Our goal for this section is to parse a NetCDF file. NetCDF is a binary format, which is most often used for climatology/geoscience data. Because it is a custom binary format, we’re going to write a custom parser for it by hand.


If you have a format based on JSON or XML to parse, then you should start with JSON.jl or julia-xml-library, rather than writing it by hand.


NetCDF was designed to store large arrays of data efficiently. If that’s a task you need to do, take a look at HDF5.jl. HDF5 is a file format that is more recent than NetCDF and that has similar goals; it is the successor to NetCDF. HDF5.jl can read and write files produced by other languages and can read and write .jld files (which can express Julia values, including their types).

Every NetCDF file has headers that decribe what data is has, and then the data. In order to do anything with the file, we need to first read the headers. The headers tell us about variables stored in the file; they’ll tell us names and metadata for each variable, plus where the value is located and how big it is. Once we’ve understood the headers, we can find and read the value of any/all variables stored in the file.

Parsing NetCDF Headers

The NetCDF file headers tell you what variables the file holds, their size and dimentions, and where in the file they are stored. There are four parts to the header.

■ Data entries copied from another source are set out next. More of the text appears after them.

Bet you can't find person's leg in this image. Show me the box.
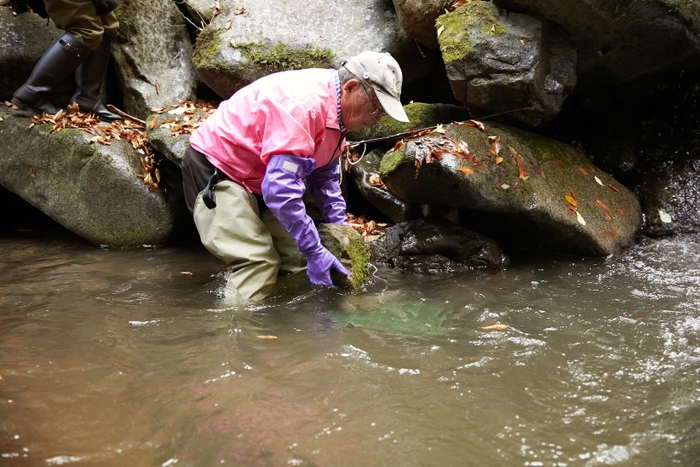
[260,209,306,275]
[193,181,280,300]
[12,32,90,115]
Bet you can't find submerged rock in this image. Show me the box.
[318,224,370,290]
[348,150,422,223]
[370,219,509,274]
[380,119,642,256]
[0,111,187,247]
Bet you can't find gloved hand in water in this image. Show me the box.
[262,155,348,287]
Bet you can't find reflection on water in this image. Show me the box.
[0,234,700,467]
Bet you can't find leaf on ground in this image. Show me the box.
[593,198,612,211]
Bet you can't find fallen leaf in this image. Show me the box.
[659,209,673,224]
[593,198,612,211]
[489,136,503,154]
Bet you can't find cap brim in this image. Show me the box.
[374,89,410,122]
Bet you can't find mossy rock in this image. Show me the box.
[318,224,370,290]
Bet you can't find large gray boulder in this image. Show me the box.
[112,0,199,118]
[0,110,187,247]
[394,0,455,48]
[494,0,700,84]
[0,6,75,106]
[435,1,576,126]
[380,119,642,256]
[194,0,434,98]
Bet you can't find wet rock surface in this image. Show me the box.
[436,2,576,126]
[0,111,188,247]
[380,122,642,256]
[112,0,199,118]
[194,0,435,98]
[370,219,508,274]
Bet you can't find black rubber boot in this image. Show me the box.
[70,35,122,122]
[12,32,90,115]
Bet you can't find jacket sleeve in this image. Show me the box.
[306,159,348,224]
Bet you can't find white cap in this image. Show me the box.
[343,52,410,122]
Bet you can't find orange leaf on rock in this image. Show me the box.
[593,198,612,211]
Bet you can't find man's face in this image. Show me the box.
[340,79,384,131]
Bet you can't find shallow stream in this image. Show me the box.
[0,232,700,467]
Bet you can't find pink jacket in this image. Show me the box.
[190,69,345,194]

Each one answers a different question:

  1. Which version of NetCDF are we using? (either 1 or 2)

  2. What are the dimensions in this file? (name, ordered list of dimensions)

  3. What are the attributes of this file? (metadata about source of the data, I think)

  4. What are the variables in this file? (name, attributes, size, location in file)

The first one in that list is different (and simpler) than the others, so first we’re going to parse the version header, and then we’re going to talk about the rest of them.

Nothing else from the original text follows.